Electro

Geike renaît après Hooverphonic

Geike Arnaert, l’ex-chanteuse d’Hooverphonic, sort son 1er album. Un disque électro qui met du temps à être apprivoisé.

Elle aura attendu trois ans. Trois années pour tourner la page Hooverphonic. Et pour proposer un nouvel album sans aucun lien avec ce qu’elle avait fait avant. Geike Arnaert n’est pas de retour. Elle (re)naît. For the beauty of confusion est loin d’être un album facile. Sauvage, électro, il ne se dompte pas à la première écoute. La voix est toujours magique, et forcément, fait penser au passé. Mais dans un univers plus torturé.

La page Hooverphonic a été facile à tourner ?

Cela m’a pris un peu de temps… Le temps de faire le pas, de prendre le recul…

C’était une envie de liberté ?

Je suis entrée dans ce groupe à 17 ans. Les rôles étaient déjà définis. En grandissant, j’ai eu envie de faire des choses moi-même. Mais mon rôle était plutôt « exécutif », pas créatif. J’avais difficile à sortir de ça. On a essayé de changer ça, mais cela n’a pas marché.

Il y a eu de la tristesse ?

Bien sûr… Hooverphonic, cela a été une très grande partie de ma vie. Quitter le groupe, c’était laisser derrière moi tout un répertoire, des gens avec qui j’avais passé beaucoup de temps, pas seulement professionnellement.

Vous avez écouté leur nouvel album ?

Oui, je l’ai trouvé très bien écrit. Mais bon, ce n’est plus mon endroit. Et je n’aurai pas pu faire ça…

Passons à ce nouvel album. Votre univers moins facile d’accès…

J’aurais pu mettre plus de chansons commerciales. Mais ce qui était important pour moi, c’était que je puisse croire en ce que je chante. J’avais besoin que ce soit des chansons à moi, pas trop gentilles et que je puisse dire des vérités. C’est moins « pop », mais cela grandit à chaque écoute. C’est électro mais chaleureux, je pense. Il y a de l’âme.

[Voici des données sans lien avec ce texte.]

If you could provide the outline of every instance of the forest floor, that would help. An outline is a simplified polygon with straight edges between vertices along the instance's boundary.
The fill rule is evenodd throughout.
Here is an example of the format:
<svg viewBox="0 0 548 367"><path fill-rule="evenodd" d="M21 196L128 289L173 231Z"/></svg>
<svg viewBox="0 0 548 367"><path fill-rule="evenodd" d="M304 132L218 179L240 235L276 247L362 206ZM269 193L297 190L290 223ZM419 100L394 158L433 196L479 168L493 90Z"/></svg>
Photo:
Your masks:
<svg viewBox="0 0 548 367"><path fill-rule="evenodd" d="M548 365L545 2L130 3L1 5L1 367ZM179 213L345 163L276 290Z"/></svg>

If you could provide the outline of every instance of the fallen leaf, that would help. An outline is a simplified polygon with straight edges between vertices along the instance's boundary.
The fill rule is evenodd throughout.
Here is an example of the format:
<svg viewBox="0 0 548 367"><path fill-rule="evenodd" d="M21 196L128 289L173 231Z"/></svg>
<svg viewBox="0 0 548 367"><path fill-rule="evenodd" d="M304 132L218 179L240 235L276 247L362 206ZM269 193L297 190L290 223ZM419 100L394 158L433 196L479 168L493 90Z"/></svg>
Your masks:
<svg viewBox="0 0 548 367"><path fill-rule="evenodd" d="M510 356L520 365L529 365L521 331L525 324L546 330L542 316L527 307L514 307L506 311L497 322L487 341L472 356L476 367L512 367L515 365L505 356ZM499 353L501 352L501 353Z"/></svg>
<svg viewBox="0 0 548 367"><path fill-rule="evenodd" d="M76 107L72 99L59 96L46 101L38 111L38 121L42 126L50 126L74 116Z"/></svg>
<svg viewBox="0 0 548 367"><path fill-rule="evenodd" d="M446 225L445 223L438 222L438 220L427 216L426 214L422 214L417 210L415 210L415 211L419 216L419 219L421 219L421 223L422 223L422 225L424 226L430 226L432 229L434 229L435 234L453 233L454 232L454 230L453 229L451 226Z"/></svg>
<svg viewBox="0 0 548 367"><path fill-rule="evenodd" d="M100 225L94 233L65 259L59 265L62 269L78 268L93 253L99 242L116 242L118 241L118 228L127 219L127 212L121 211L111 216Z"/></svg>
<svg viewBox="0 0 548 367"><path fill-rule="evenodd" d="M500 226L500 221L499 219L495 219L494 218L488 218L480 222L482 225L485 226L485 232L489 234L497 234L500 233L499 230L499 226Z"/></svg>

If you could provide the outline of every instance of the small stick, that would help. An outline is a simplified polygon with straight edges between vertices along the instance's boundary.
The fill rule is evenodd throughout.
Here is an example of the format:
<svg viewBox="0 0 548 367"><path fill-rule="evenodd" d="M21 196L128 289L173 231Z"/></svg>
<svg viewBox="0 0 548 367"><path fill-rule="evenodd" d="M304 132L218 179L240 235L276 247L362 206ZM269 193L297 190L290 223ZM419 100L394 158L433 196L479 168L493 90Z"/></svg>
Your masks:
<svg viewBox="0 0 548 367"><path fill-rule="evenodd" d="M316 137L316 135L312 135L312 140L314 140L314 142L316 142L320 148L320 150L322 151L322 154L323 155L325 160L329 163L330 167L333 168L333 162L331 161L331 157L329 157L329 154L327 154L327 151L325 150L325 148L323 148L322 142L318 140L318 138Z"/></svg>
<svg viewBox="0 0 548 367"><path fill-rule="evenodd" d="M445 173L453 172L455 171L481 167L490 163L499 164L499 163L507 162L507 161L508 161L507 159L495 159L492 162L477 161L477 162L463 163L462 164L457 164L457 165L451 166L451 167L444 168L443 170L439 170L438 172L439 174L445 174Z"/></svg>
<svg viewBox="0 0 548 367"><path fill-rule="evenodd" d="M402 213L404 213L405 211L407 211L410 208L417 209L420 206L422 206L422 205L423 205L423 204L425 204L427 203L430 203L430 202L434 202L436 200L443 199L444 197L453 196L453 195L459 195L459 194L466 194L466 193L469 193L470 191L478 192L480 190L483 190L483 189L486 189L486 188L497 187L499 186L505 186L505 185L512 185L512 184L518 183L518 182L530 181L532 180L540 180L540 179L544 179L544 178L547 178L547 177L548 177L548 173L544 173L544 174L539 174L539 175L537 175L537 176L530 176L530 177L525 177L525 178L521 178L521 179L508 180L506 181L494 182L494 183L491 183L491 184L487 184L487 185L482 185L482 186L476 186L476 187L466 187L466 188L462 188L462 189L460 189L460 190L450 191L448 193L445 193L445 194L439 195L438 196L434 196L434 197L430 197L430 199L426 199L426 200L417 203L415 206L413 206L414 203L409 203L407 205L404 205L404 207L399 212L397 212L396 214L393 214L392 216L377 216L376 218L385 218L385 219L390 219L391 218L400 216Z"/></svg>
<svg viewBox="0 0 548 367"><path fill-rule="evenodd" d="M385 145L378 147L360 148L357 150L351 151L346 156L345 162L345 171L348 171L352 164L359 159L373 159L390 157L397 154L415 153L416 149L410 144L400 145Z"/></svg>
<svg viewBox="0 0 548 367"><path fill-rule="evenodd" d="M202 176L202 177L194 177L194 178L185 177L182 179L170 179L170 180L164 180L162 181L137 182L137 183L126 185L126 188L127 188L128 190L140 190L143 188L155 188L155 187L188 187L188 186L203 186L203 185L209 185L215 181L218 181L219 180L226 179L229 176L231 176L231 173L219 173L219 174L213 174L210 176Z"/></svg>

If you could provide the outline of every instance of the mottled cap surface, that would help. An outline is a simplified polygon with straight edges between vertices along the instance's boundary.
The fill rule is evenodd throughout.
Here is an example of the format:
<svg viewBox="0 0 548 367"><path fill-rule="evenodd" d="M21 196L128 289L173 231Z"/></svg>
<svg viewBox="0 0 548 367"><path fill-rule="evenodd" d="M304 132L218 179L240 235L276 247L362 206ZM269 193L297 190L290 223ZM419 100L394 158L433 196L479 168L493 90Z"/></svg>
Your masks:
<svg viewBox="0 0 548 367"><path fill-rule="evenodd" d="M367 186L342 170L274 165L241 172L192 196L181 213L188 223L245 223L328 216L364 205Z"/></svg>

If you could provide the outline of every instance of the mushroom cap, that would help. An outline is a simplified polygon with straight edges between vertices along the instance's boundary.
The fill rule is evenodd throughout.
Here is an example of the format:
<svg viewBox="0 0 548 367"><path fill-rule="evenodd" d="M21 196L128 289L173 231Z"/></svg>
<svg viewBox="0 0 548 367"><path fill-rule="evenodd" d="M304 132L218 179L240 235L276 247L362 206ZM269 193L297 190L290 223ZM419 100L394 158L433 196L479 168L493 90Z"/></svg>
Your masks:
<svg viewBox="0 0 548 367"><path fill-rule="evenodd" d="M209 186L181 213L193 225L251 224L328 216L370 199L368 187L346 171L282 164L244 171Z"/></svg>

C’est une naissance pour vous ?

Je suis étonnée à chaque pas que je fais. C’est un apprentissage sur moi-même. Avant la production, je n’aurai pas cru être ici devant vous avec mon propre projet. Et je donne des interviews, chose que je ne faisais jamais avant…

C’était Alex Cailler (NDLR : leader d’Hooverphonic) qui prenait la parole…

Oui, il faisait ça très bien, mais cela m’arrangeait aussi (sourire). J’aime bien me cacher et laisser certaines choses dans le mystère…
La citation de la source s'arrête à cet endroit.